There’s another lesser-known fact embedded in this decision.
For the past 12 years, Oracle has had no standalone CFO—the finance function was directly overseen by former CEO Safra Catz. According to CNBC, when Catz transitioned to Executive Chairman at the end of 2025, an interim financial leader filled the role for six months.
Now, Oracle has formally established the CFO position—and specifically recruited from the energy sector. That act itself carries far greater significance than the headline compensation figure.

Analysts at Bloomberg Intelligence interpret this appointment as a clear signal: selecting a CFO from an industrial company reflects Oracle’s strategic pivot—from database and enterprise software toward cloud infrastructure.

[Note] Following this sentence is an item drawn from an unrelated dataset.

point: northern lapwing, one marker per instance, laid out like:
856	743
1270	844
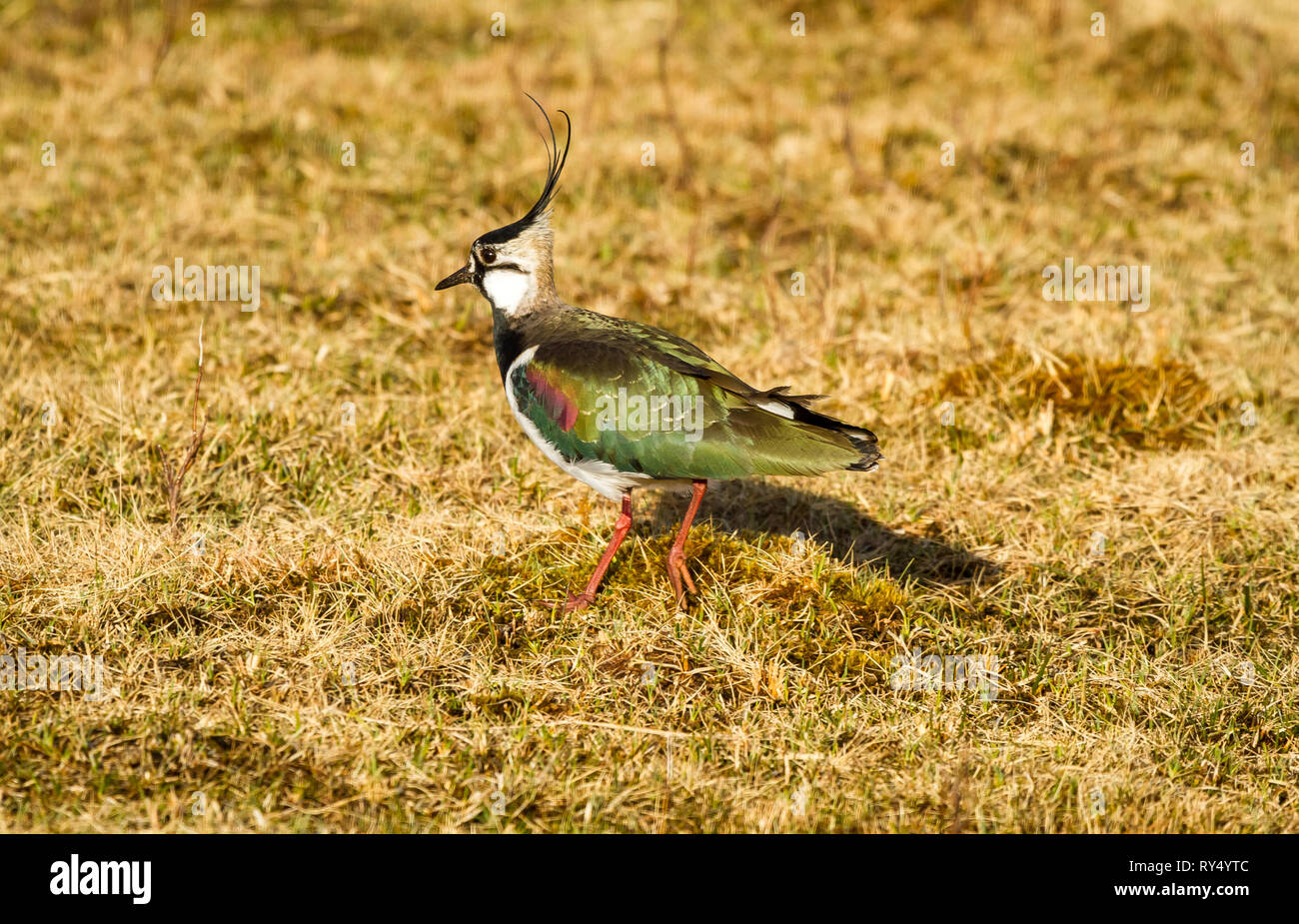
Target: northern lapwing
622	405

The numbers tell the same story.
According to Oracle’s latest earnings report, its cloud infrastructure revenue surged 84% year-on-year. Its capital expenditure budget for this year stands at approximately $50 billion—nearly all earmarked for AI data center construction, more than double last year’s amount. To fund this expansion, Oracle plans to raise $50 billion through debt and equity financing. Its total backlog of signed but unfulfilled contracts has soared to $553 billion—public disclosures indicate that one single agreement with OpenAI alone exceeds $300 billion.
A company lays off 30,000 employees who maintained legacy businesses—and then entrusts its finances and resources to someone drawn from the power industry. Read in context, Oracle’s leadership clearly no longer views the company as purely a software firm.
Yet capital markets remain unconvinced—for now. Oracle’s stock has declined roughly 24% this year.
Investors’ concerns are concrete. Historically, Oracle generated high-margin revenue selling database software and enterprise applications, where personnel were its largest cost. But AI is rewriting the economics of this business: large language models can now automatically generate SQL queries and manage databases—eroding Oracle’s 47-year-old technical moat, bit by bit.
Oracle’s response? A full-scale strategic shift.
Rather than selling only software, it’s now building data centers for AI companies. Public disclosures confirm Oracle signed a multi-billion-dollar infrastructure agreement with OpenAI—part of the “Stargate” data center initiative—and similar deals with Meta and xAI. Its total backlog of unfulfilled contracts has reached $553 billion.
This year’s capital expenditure budget—roughly $50 billion—is almost entirely dedicated to data center construction.

The two largest expenses in data center development are chips and electricity—cooling requires power, GPU computation demands power, and the annual electricity bill for a large AI data center can run into hundreds of millions of dollars.
Oracle is now constructing “gigawatt-scale” data center clusters. What does “gigawatt” mean? Roughly equivalent to the output capacity of a nuclear power plant.
That explains why Oracle went straight to the power industry to recruit its new CFO.
She previously managed power plants, oversaw electrical grids, and led companies that supply power to data centers. What Oracle needs now isn’t a finance leader versed in software profit margins—but someone who knows how to spend tens of billions of dollars building power infrastructure, and how to ensure those massive investments ultimately deliver returns.
Wall Street analysts, meanwhile, remain optimistic: of the 27 analysts covering Oracle, 27 have issued “Buy” ratings, with an average target price of $245—implying roughly 70% upside. Yet between a 25% stock decline and analysts’ bullish $245 target lies the same fundamental question: Can Oracle truly transform from a software company into an energy infrastructure company?
At least, in terms of personnel structure, it has taken its first step: out go the engineers who wrote code for decades; in comes the executive who managed electricity for twenty years.
Sometimes, to understand where a company is headed, you don’t need to read its strategy deck. You just need to look at whom it hires.